Public health erred on the side of giving masked people a false sense of security. As I wrote in August, “Covid-19 particles are astoundingly small. Hard as it is to imagine, the imperceptible gaps in surgical masks can be 1,000 times the size of a viral particle. Gaps in cloth masks are well larger.” That’s to say nothing of the respirated air that simply goes around the mask’s edges.
Earlier in the pandemic, questioning cloth masks triggered outrage and swift social media censorship. Now, even mandate-happy CNN medical analyst Leana Wen has declared they’re “little more than facial decorations.” Mask skepticism is sprouting elsewhere in mainstream media; the Washington Post and Bloomberg even published an essay titled “Mask Mandates Didn’t Make Much of a Difference Anyway.”
When public health officials exaggerated the power of masks, they did more than promote pointless discomfort and a dystopian way of life. “Naively fooled to think that masks would protect them, some older high-risk people did not socially distance properly, and some died from Covid-19 because of it,” said epidemiologist, biostatistician and former Harvard Medical School professor Martin Kulldorff.
Public health erred on the side of killing small businesses. Thanks in large part to government’s targeting of so-called “non-essential businesses,” the first year of the pandemic brought an additional 200,000 business closures over prior levels.
Public health erred on the side of harming women’s careers. Women comprise a greater proportion of the sectors hid hardest by lockdowns, and the closing of schools and child care centers prompted many more women than men to put their careers on hold.
Public health erred on the side of inflation. To offset the massive economic destruction inflicted by public health shutdowns, the federal government plunged into an astounding spending spree, handing out cash to individuals, businesses and city and state governments.
It was money the government didn’t have, so the Federal Reserve essentially created it out of thin air. Pushing all that new fiat money into circulation debases the currency, fueling today’s surging price inflation—which is a stealth tax with no maximum rate, which hits poor people hardest.
Note: Lockdowns and other mandates weren’t the exclusive driver of many of the various harms I’ve described; general fear of the virus also contributed to some of them.

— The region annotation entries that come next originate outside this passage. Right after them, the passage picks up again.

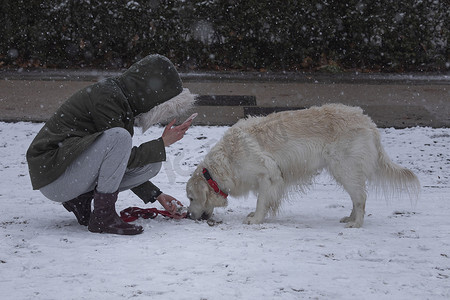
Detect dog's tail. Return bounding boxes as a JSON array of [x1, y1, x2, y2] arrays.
[[373, 131, 420, 204]]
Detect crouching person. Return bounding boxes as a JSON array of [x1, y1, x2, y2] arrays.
[[27, 55, 195, 235]]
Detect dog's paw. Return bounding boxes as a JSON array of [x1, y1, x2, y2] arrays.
[[244, 212, 263, 225]]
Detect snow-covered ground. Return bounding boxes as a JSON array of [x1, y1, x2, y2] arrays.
[[0, 123, 450, 300]]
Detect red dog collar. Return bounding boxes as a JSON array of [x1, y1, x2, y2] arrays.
[[203, 168, 228, 198]]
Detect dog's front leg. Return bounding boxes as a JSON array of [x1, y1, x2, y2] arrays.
[[244, 193, 269, 225]]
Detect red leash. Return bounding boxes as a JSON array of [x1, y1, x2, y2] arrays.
[[120, 207, 186, 222]]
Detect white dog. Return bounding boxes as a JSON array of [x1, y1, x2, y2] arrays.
[[186, 104, 420, 227]]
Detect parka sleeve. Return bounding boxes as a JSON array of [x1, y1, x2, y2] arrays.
[[127, 138, 166, 169]]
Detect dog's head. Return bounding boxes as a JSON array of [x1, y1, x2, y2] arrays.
[[186, 166, 228, 220]]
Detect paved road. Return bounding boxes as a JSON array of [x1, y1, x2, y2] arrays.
[[0, 70, 450, 128]]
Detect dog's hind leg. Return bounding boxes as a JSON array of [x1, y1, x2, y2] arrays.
[[330, 164, 367, 228]]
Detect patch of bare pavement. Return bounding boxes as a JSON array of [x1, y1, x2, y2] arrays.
[[0, 70, 450, 128]]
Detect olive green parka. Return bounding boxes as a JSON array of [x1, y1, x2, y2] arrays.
[[26, 55, 182, 189]]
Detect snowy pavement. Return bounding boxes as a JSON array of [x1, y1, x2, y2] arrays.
[[0, 122, 450, 300]]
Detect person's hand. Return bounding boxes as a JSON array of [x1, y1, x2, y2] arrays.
[[156, 193, 186, 219], [162, 119, 192, 147]]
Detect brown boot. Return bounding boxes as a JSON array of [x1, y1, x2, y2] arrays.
[[63, 191, 94, 226], [88, 191, 144, 235]]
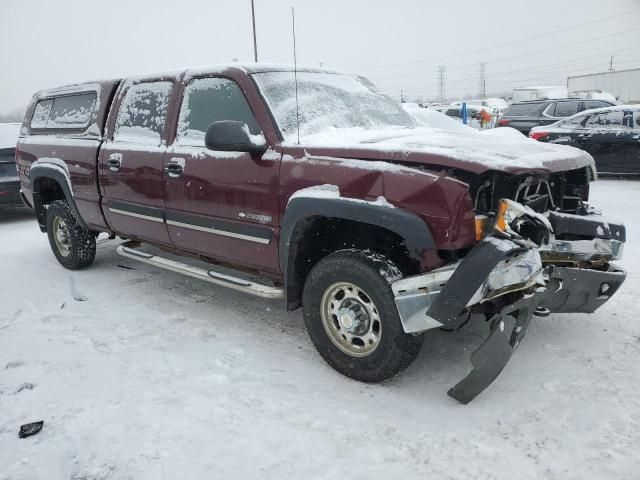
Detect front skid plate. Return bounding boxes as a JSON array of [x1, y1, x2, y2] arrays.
[[447, 294, 542, 405]]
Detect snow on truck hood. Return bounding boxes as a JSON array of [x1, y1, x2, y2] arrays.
[[287, 111, 594, 173]]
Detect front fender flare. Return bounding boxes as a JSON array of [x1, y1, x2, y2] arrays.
[[279, 196, 436, 309], [29, 161, 88, 232]]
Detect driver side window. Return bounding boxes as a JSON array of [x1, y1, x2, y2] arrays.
[[176, 78, 261, 147]]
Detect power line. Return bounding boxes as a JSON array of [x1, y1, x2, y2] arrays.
[[438, 65, 447, 103], [354, 9, 640, 70], [480, 62, 487, 98]]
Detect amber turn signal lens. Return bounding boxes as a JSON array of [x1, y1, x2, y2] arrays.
[[476, 215, 489, 242], [495, 200, 509, 232]]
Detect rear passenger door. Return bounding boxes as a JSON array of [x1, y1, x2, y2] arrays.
[[100, 77, 178, 245], [165, 76, 280, 272], [583, 110, 640, 173]]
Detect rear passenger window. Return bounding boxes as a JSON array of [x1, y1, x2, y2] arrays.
[[47, 93, 96, 129], [31, 92, 96, 130], [177, 78, 261, 147], [560, 115, 586, 127], [113, 82, 173, 145], [503, 103, 546, 117], [31, 99, 53, 128], [554, 102, 578, 117], [584, 100, 611, 110], [585, 110, 629, 128]]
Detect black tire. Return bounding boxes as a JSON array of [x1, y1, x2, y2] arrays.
[[303, 250, 424, 382], [47, 200, 96, 270]]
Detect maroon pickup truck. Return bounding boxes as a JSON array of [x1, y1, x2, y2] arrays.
[[16, 64, 625, 403]]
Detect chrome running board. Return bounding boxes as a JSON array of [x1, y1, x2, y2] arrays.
[[116, 242, 284, 298]]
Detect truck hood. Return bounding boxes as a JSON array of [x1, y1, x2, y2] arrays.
[[285, 125, 595, 174]]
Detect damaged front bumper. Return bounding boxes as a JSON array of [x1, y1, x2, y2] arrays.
[[392, 204, 626, 403]]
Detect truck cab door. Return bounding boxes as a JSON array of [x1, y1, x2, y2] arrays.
[[164, 76, 281, 273], [99, 78, 177, 245]]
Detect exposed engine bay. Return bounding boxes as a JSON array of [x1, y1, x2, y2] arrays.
[[392, 168, 626, 403]]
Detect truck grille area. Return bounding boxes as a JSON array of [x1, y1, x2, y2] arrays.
[[465, 168, 591, 213]]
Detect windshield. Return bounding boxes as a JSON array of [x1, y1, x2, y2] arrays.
[[254, 72, 416, 140]]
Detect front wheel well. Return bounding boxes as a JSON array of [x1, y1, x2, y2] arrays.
[[285, 216, 420, 310]]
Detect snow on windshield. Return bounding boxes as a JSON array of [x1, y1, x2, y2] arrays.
[[0, 123, 20, 148], [254, 72, 415, 140]]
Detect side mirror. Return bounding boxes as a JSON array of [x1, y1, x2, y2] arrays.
[[204, 120, 267, 153]]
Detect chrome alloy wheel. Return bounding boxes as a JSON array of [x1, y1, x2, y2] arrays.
[[320, 282, 382, 357], [53, 217, 71, 257]]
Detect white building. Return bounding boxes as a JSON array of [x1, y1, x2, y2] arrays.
[[567, 68, 640, 103]]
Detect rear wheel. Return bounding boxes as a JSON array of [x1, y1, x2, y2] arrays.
[[303, 250, 423, 382], [47, 200, 96, 270]]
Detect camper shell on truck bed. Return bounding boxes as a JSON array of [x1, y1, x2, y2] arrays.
[[16, 64, 626, 403]]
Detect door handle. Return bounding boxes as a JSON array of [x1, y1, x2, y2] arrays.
[[164, 162, 183, 178], [107, 153, 122, 173]]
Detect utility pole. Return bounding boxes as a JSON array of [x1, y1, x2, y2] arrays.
[[438, 65, 447, 103], [480, 62, 487, 100], [251, 0, 258, 63]]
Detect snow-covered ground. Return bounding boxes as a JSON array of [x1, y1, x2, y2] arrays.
[[0, 180, 640, 480]]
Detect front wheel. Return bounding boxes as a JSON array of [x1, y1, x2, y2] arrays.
[[47, 200, 96, 270], [303, 250, 423, 382]]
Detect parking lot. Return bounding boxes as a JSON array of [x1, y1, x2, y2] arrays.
[[0, 180, 640, 480]]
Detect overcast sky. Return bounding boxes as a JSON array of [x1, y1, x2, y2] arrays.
[[0, 0, 640, 113]]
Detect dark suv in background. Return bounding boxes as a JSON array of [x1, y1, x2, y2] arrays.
[[498, 98, 614, 135]]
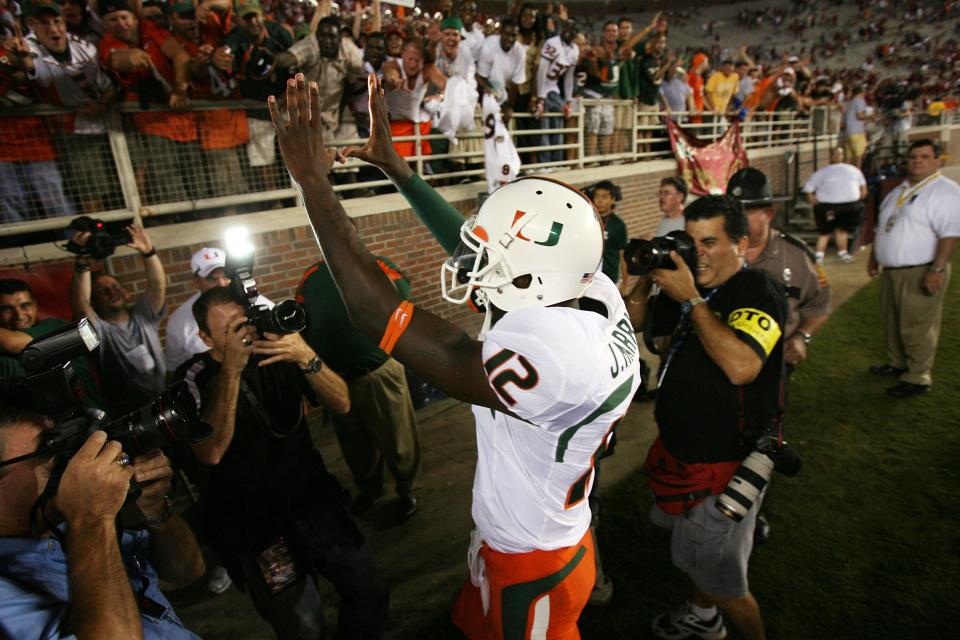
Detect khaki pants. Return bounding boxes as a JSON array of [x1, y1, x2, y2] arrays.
[[880, 265, 950, 384], [333, 358, 420, 497]]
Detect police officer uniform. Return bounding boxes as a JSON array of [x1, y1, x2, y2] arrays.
[[727, 167, 830, 344]]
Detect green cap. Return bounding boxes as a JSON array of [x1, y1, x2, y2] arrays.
[[233, 0, 263, 18], [173, 2, 197, 15], [23, 0, 63, 18], [440, 16, 463, 31]]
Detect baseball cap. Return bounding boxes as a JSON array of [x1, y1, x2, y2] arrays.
[[23, 0, 63, 18], [233, 0, 263, 18], [727, 167, 773, 207], [440, 16, 463, 31], [171, 2, 197, 15], [100, 0, 134, 17], [190, 247, 227, 278]]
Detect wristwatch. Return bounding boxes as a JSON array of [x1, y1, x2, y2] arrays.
[[300, 356, 323, 373], [680, 296, 706, 315]]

However, it should also be noted that public health officials—and media that overwhelmingly emphasized negative stories—whipped up a level of fear that led people to overstate the level of danger actually posed by the virus.
There’s one more way in which characterizing lockdowns and other mandates as “erring on the side of caution” plays a psychological trick: Since the phrase is embedded with the notion of good intentions, it conditions citizens to be forgiving of the bureaucrats and politicians who imposed them.
Note, however, that in most everyday usage of “erring on the side of caution,” the choice to “err” is made voluntarily by individuals who bear the consequences of their own decisions—or by others, like an airplane pilot or a surgeon, to whom we’ve voluntarily and unmistakably granted control of our well-being.
The grim impacts of lockdowns and other mandates, however, were coercively imposed on society, to say nothing of the fact that so many of the edicts represented gross usurpations of power and violations of human rights.
On top of all that, the edicts were reinforced by Orwellian censorship and ostracism leveled at those who dared raise questions that have now proven valid.
So make no mistake: Overreaching public health officials and politicians—and the journalists-in-name-only who served as their mindless, unquestioning megaphones—have fully earned our withering condemnation. Indeed, holding them accountable is essential to sparing ourselves and future generations from repeating this dystopian chapter of human history.